About the Data

Like any resource of its kind, the London Stage Database offers a useful starting point for research and teaching, but the data should not be taken as a full, complete, or accurate picture of performance in London over a 140-year period. Instead, we insist that it be understood as a representation of a particular set of archival documents, transformed many times over by collectors of theater ephemera, archivists, curators, editors, scholars, and developers.

Archival Challenges

Our collective knowledge of theater in the period is hampered by gaps in the documentary record; for example, Judith Milhous and Robert Hume have calculated that the information available for the years 1660-1700—before newspapers began printing daily advertisements for the major theaters—represents perhaps 7% of the performances that actually took place in London. The London Stage Database inherits not only the limitations of the archives on which the London Stage reference books were based, but all of the choices made (sometimes silently) by the editors of those books. For instance, the editors chose to represent the 1695 premiere of William Congreve’s Love for Love as twelve separate events, because they were able to date those performances. Yet the first season in which George Farquhar’s The Constant Couple was performed (1699-1700) includes only four records of performance for that play; although archival evidence suggests it may have been performed as many as fifty times that season, only these four can be even loosely dated. This kind of discrepancy poses obvious challenges to anyone hoping to gain quantitative insights into London theatrical culture before 1700. Even after 1700, the editors of The London Stage record manuscript notations on playbills, probably made by audience members, that contradict the cast lists printed in the daily papers, and many scholars have uncovered additional gaps and inconsistencies in the data.

The London Stage Database also inherits the quirks of the damaged and incomplete data recovered from the Lawrence University archives. The files associated with the Information Bank experienced significant bit rot and are characterized by numerous gaps and errors that cannot be fully explained. Large sections of the data are missing from the recovered files, including most or all of the performances thought to have taken place between September 1733 and September 1736; between June and September 1770; between September 1781 and September 1786; and between October 1793 and September 1794. To approximate the missing data, Burkert and Advisory Board member Lauren Liebe hand-cleaned textual data (created using Optical Character Recognition, or OCR) from the HathiTrust ebooks of The London Stage and added tags that paralleled those in the Information Bankfiles, allowing both types of data to be parsed together. Furthermore, in the damaged files recovered from the Information Bank project, all the performance dates are misrepresented as a series of special characters, like unprintable words in a comic book (e.g. “?!*&%”). Advisory Board member Derek Miller discovered that this problem resulted from a systematic shift in the underlying hexadecimal code. When Burkert was unable to recover the original values forensically, Miller wrote a program to correct the problem algorithmically.

In a variety of ways, then, the recovered data is riddled with errors and inconsistencies that the London Stage Database team has addressed to the best of our abilities, but at the necessary cost of fidelity to the 1970s project. The team has also added new features and functionality not present in the Information Bank, such as tables linking abbreviated theater codes from the recovered data to the actual names of the theaters, as well as information about the known or assumed authors of particular plays and entertainments (data collected painstakingly by Research Assistant Emma Hallock). In doing so, our work has no doubt introduced new forms of error and ambiguity.

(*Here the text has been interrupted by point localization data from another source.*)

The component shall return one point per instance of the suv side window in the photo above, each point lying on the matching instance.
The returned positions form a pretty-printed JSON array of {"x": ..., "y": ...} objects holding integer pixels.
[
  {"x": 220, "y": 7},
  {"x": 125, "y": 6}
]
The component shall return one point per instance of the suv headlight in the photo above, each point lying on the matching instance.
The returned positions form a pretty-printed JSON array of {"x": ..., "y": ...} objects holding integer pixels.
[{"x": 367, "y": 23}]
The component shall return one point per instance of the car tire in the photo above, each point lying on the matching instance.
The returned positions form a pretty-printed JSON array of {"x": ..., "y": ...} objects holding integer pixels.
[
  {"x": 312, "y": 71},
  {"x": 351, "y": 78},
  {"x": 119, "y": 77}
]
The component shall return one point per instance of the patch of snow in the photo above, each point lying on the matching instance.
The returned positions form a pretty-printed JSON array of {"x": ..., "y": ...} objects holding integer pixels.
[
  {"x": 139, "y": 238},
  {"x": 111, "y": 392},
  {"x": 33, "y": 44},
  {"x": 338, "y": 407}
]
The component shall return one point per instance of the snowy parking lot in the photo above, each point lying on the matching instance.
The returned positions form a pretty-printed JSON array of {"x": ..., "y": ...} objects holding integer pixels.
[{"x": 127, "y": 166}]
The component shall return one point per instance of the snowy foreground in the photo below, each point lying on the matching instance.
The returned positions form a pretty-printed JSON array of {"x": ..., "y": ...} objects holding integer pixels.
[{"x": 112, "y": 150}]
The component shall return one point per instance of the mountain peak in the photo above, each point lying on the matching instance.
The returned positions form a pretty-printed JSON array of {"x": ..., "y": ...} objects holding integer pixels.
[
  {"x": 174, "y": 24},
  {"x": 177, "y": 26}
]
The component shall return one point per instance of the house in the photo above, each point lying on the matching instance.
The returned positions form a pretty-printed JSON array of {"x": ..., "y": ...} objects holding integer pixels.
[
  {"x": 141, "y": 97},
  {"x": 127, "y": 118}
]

Interacting with Ambiguity

The user interface is designed to make the rich history of this data, as well as its many limitations, intuitively clear to those who interact with the site. The “Toggle Sphinx Query” button at the top of the search results page allows users to see exactly how their search results were translated into SQL queries and relayed via PHP to our server (for, as Safiya Noble reminds us, search algorithms are never intellectually or ideologically neutral). The image carousel on each event page makes it possible to view the reference book pages from which the data is taken, alongside the roughest form of the data (recovered from the archives at Lawrence or copied from the OCR’d pages of The London Stage) and the data as it looks after being run through our cleaning and parsing programs. The “Related Works” display that appears next to information about a particular performance challenges the desire to know exactly which play or entertainment was staged—our way of acknowledging the eighteenth century’s rich culture of revival and adaptation. Many different performance pieces went by the same name throughout the century, and it is not always clear which one was performed on a given evening; see, for example, Vareschi and Burkert’s discussion of the many different versions of Oroonoko that coexisted in the 1760s, -70s, and -80s.

We hope that visitors to the site will find this frank acknowledgment and foregrounding of the dataset’s history and limitations refreshing rather than frustrating. As Johanna Drucker argues, a better word than “data” (which means “given”) might be “capta,” a term reflecting the way that all structured information about the world is captured by particular people at particular places and times. The London Stage Database participates in a long history of capturing partial histories of performance. This does not mean it should not be as accurate and useful as possible, and we encourage you to be in touch about errors or bugs you discover. At the same time, we are committed to making visible the ways in which perceived “errors” may in fact be the necessary and unavoidable consequence of this information’s long history of transmission and transformation, something to recognize and investigate rather than to paper over. More broadly, we hope that interacting with the London Stage Database will inspire users to approach more critically all of the data with which they interact on a daily basis.